Mir scheint, das ist die typische Situation, in die wir geraten, wenn - mit Wittgenstein gesprochen - "die Sprache feiert". Wenn ich beim Bäcker drei Laugenstangen bestelle und bekomme, ist alles gesagt, alles verstanden und alles getan (!). Auch, wenn ich jemandem sage "Ich liebe Dich". Das gibt´s, daß man da verstanden wird, man soll es kaum glauben.

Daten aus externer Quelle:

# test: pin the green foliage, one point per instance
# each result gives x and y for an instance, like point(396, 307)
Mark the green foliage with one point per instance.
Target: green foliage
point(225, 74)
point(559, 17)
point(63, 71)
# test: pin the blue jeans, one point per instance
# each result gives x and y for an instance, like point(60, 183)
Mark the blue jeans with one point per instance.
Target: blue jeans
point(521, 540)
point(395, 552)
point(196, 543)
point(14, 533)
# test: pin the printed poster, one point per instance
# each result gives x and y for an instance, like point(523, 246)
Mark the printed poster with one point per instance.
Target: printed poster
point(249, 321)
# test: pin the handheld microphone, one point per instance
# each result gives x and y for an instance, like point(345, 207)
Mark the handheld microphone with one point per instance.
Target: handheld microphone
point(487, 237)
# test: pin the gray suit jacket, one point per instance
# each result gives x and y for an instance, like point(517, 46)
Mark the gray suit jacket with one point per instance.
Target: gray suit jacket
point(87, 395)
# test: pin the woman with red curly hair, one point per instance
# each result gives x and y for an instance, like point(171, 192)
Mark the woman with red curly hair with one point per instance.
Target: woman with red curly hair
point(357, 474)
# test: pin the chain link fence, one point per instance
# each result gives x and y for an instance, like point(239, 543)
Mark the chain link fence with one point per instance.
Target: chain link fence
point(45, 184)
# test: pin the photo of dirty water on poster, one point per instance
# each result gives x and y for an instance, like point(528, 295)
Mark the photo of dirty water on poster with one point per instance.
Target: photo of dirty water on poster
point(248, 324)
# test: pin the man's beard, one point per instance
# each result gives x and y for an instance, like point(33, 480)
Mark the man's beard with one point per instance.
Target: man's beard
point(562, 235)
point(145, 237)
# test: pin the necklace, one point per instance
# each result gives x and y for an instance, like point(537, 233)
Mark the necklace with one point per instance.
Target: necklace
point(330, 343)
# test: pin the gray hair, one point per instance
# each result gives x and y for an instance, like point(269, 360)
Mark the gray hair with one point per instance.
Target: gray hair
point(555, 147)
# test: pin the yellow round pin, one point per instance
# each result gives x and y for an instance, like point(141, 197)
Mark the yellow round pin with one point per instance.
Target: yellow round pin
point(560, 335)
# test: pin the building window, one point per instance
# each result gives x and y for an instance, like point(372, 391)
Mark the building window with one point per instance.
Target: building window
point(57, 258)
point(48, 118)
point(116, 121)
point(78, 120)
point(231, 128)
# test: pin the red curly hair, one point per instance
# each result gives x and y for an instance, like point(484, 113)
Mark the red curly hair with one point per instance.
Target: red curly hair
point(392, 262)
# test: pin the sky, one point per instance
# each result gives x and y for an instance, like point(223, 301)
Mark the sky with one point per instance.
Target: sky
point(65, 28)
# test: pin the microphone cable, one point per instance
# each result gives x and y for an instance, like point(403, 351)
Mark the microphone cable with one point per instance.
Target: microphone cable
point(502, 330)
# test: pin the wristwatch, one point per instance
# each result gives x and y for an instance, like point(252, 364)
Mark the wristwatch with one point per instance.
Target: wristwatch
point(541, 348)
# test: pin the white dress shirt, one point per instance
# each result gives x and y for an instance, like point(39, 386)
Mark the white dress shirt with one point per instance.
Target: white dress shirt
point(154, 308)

Feierlichkeiten der Sprache sind deshalb noch lange nicht uninteressant. Aber auch sie haben ihr Umfeld, ihre Umgebung - wenn wir dichten, zum Beispiel.
Diese Fragen erheben ihren Kopf, wenn wir wirklich erfahren, daß wir uns missverstanden haben; wenn wir, sozusagen, auf die Regeln des Spiels schauen, weil es gerade stockt. Deshalb schauen wir aber nicht immer (irgendwie verborgen oder unbewusst oder sonstwie) auf die Regeln, während wir spielen und das Spiel läuft und klappt. In dieser Umgebung macht die Frage nach einem Maßstab Sinn. Und Beratungsumgebungen sind gerade eher solche, in denen in Frage steht, was nicht läuft oder nicht klappt. Daraus müssen wir aber keine großen Behauptungen machen über diese Umgebung hinaus. Wenn das doch getan wird, erregt das meine Skepsis.
Noch ein Gedanke: Sprechen ist nicht immer das beste, was zu tun ist. Aber es ist zuweilen verlässlicher, als wir denken.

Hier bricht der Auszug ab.